Слушали его, затаив дыхание. Ледников выдержал эффектную паузу и продолжил:
– Ампилогов погиб после такого же точного, расчетливого выстрела. Непрофессионалы даже если стреляют так, то обычно выше. Кстати, во время расследования убийства Ампилогова все оперативники дружно говорили, что стрелял, скорее всего, профессионал. Во всяком случае, почерк – профессионала, совершенно неженский. Любому сыщику или следователю известно, что женщина обычно может выстрелить только спонтанно – в результате бурной ссоры, скандала, выяснения отношений… При этом женщины почти всегда стреляют в туловище, а не в голову.
– Почему? – деловито спросила Гланька.
– Тут, с одной стороны, боязнь промахнуться, потому как оружием они обычно владеют хуже мужчин. А с другой… Женщины много времени проводят перед зеркалом, для них любой недостаток на лице – страдание, у них всегда присутствует инстинктивный, неосознанный страх обезобразить человеческое лицо…
– Ледников, да ты у нас просто Фрейд! – захлопала в ладоши Гланька.
– Ну да… Это азы криминалистики, – поскромничал Ледников. – Еще, например, известно, что женщина – а тем более находящаяся в состоянии сильного душевного возбуждения! – если стреляет, то всегда выпускает всю обойму до последнего патрона. Практически никогда не ограничивается одним выстрелом.
– А это еще почему?
– Потому что в порыве ярости и гнева она не способна сразу оценить результаты стрельбы, не понимает, попала она или нет, убила или… Поэтому в экстазе она чаще всего палит и палит, как заведенная, боясь остановиться. Ужасаясь тому, что вот сейчас патроны закончатся, и она увидит, что натворила.
– Класс! – неизвестно о чем сказала Гланька. – И что из всего этого следует?
– С точки зрения классической криминальной психологии из этого следует, что в Ампилогова стреляла не женщина.
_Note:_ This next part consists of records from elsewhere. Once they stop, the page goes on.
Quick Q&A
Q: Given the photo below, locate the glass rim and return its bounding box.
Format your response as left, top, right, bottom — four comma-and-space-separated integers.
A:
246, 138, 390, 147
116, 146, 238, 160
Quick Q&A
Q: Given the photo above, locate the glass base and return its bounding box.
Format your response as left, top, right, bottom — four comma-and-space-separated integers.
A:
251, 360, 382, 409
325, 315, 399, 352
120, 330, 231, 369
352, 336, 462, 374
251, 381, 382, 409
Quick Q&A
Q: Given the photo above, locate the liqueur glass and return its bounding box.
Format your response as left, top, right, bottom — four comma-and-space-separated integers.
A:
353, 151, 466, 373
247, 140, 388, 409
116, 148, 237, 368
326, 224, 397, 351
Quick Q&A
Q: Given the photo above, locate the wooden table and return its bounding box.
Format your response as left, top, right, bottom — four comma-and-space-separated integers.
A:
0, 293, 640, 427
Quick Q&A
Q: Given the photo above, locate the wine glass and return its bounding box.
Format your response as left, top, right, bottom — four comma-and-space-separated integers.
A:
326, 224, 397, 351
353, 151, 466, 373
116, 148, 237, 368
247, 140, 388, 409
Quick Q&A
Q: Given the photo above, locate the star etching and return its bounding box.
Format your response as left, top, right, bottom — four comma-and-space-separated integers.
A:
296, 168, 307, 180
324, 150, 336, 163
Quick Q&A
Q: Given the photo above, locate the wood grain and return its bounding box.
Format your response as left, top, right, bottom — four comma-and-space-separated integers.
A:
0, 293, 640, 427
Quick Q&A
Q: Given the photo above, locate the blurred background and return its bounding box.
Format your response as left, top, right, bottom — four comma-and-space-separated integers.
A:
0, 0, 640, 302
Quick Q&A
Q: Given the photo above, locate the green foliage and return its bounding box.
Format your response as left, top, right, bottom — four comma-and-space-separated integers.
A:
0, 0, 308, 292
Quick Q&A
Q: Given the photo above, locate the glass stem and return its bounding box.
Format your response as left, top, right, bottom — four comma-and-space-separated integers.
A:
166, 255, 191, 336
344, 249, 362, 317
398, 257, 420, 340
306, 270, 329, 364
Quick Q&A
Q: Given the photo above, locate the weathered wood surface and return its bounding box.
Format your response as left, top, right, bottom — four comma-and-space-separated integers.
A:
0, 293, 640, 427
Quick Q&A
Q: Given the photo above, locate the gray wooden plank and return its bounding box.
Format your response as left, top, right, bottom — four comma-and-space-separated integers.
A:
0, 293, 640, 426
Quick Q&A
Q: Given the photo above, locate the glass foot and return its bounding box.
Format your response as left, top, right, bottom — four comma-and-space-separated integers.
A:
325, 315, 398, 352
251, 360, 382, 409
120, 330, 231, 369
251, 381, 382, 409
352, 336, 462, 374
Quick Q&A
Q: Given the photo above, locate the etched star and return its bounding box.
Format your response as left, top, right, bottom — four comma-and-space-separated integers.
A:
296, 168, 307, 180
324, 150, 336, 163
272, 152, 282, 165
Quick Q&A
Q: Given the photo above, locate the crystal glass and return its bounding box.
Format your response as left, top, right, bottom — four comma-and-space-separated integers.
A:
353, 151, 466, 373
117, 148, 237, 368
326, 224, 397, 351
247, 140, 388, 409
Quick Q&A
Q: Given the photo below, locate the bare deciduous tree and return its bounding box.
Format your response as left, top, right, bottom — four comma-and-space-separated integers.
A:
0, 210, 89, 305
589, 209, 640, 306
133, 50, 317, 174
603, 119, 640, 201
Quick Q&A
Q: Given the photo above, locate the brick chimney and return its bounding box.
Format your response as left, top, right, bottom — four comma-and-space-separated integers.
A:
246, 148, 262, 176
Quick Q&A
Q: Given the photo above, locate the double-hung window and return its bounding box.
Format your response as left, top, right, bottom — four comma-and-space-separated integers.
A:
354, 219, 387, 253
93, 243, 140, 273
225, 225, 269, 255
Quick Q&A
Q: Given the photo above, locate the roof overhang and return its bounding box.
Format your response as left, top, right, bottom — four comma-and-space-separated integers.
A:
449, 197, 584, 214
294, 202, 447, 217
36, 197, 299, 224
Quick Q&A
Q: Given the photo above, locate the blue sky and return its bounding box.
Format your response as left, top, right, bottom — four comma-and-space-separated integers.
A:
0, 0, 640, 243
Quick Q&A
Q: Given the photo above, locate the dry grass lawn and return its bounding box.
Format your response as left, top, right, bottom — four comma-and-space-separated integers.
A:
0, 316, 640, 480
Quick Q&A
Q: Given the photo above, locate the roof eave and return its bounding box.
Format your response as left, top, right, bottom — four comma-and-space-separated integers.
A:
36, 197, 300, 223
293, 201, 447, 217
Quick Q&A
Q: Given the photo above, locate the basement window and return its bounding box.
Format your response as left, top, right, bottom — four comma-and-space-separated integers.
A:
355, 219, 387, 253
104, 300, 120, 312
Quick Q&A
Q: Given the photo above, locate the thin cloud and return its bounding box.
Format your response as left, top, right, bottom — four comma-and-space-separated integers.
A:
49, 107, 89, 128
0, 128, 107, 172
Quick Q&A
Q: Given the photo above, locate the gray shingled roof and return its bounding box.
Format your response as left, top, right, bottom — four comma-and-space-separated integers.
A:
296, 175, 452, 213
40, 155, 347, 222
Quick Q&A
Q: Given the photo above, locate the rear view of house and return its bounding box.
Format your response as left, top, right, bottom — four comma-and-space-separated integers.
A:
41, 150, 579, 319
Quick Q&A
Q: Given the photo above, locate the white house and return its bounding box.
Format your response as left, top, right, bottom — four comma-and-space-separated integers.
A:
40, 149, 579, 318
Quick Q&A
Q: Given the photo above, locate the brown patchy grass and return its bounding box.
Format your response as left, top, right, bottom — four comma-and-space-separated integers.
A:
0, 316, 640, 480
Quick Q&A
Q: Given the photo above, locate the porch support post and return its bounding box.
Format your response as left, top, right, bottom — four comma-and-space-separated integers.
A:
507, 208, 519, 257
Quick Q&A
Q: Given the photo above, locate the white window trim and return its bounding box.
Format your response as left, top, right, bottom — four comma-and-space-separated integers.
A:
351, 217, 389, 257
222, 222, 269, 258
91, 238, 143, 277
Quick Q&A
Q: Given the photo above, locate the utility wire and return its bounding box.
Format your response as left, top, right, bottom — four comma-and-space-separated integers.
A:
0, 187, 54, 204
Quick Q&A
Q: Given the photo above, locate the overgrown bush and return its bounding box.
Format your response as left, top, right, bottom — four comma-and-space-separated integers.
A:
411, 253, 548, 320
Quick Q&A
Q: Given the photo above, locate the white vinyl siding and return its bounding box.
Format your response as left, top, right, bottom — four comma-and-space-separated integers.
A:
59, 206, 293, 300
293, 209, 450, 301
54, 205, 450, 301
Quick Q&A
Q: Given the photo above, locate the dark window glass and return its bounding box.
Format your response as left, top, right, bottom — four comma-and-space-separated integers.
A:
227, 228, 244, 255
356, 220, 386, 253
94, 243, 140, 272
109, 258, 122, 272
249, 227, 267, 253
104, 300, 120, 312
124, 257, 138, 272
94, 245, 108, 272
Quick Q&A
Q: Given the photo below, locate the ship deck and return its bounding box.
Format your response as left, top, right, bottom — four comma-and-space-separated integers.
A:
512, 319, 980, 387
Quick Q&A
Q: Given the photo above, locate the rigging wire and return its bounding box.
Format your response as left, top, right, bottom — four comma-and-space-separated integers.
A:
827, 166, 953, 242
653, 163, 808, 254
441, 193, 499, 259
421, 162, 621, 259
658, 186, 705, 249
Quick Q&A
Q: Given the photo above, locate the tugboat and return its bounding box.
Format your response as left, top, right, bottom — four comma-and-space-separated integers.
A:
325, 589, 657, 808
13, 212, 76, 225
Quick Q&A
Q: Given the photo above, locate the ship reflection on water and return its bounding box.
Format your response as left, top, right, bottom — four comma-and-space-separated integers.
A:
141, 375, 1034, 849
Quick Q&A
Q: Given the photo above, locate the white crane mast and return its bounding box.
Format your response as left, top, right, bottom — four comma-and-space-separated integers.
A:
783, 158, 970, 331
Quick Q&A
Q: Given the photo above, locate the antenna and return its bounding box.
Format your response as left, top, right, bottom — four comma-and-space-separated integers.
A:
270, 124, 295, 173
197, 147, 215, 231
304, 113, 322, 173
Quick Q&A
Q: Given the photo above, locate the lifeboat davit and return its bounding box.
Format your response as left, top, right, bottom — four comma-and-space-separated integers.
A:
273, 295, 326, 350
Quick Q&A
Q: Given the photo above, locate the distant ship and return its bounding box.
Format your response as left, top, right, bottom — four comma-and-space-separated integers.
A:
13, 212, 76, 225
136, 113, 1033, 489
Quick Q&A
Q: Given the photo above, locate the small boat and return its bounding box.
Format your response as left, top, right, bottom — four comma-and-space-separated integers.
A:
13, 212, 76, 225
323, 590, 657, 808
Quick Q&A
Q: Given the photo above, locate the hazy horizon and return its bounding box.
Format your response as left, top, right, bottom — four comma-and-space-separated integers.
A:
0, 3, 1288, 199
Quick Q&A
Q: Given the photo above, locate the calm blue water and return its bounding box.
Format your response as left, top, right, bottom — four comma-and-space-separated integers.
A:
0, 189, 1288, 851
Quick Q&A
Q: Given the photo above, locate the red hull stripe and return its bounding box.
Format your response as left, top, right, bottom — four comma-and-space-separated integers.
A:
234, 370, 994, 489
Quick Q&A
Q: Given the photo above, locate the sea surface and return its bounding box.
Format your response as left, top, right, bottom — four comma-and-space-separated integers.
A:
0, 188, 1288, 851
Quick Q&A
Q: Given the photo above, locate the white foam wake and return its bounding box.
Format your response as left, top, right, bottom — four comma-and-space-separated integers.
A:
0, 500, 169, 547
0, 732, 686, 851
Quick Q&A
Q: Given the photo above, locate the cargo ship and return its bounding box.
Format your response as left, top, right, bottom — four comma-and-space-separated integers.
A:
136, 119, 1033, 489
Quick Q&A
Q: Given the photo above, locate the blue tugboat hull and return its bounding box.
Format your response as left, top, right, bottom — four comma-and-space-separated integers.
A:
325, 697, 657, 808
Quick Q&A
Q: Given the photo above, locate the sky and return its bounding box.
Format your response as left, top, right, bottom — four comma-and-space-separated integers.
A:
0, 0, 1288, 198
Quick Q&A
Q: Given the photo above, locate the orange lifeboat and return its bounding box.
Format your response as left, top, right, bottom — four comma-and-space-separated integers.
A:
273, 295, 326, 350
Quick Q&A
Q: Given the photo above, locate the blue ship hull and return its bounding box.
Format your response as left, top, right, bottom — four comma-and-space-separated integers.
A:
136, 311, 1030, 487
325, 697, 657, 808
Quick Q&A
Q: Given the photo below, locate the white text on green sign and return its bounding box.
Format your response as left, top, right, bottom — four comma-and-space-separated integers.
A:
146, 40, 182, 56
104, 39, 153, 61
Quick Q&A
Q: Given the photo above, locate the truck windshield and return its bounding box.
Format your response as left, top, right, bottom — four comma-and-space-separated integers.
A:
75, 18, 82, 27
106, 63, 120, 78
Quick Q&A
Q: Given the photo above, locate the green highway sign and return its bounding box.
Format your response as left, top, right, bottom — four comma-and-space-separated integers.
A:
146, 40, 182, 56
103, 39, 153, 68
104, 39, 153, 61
Или…
– Или?
– Или женщина совершенно необычная, с повадками и навыками профессионального киллера.
– Киллера! – фыркнула Гланька. – Откуда его жена вообще знала, как с этим пистолетом обращаться? Что сначала надо снять его с предохранителя?
– Ну, это-то как раз для нее была не проблема, – вдруг спокойно сказал доселе не проронивший ни слова Андрей.
– Да? – слегка опешила от неожиданности Гланька. – Откуда ты знаешь?
– А они с мужем у нас на участке как-то устроили показательную стрельбу.
– Иди ты!
– Пришли в гости и притащили именной пистолет Ампилогова. И всем дали пострелять. Даже мне. И я помню, она палила очень ловко. Во всяком случае, куда лучше меня. Оказывается, у них это было обычное дачное развлечение. Кстати, следы от пуль в наших соснах до сих пор видны. Можно посмотреть, если есть желание.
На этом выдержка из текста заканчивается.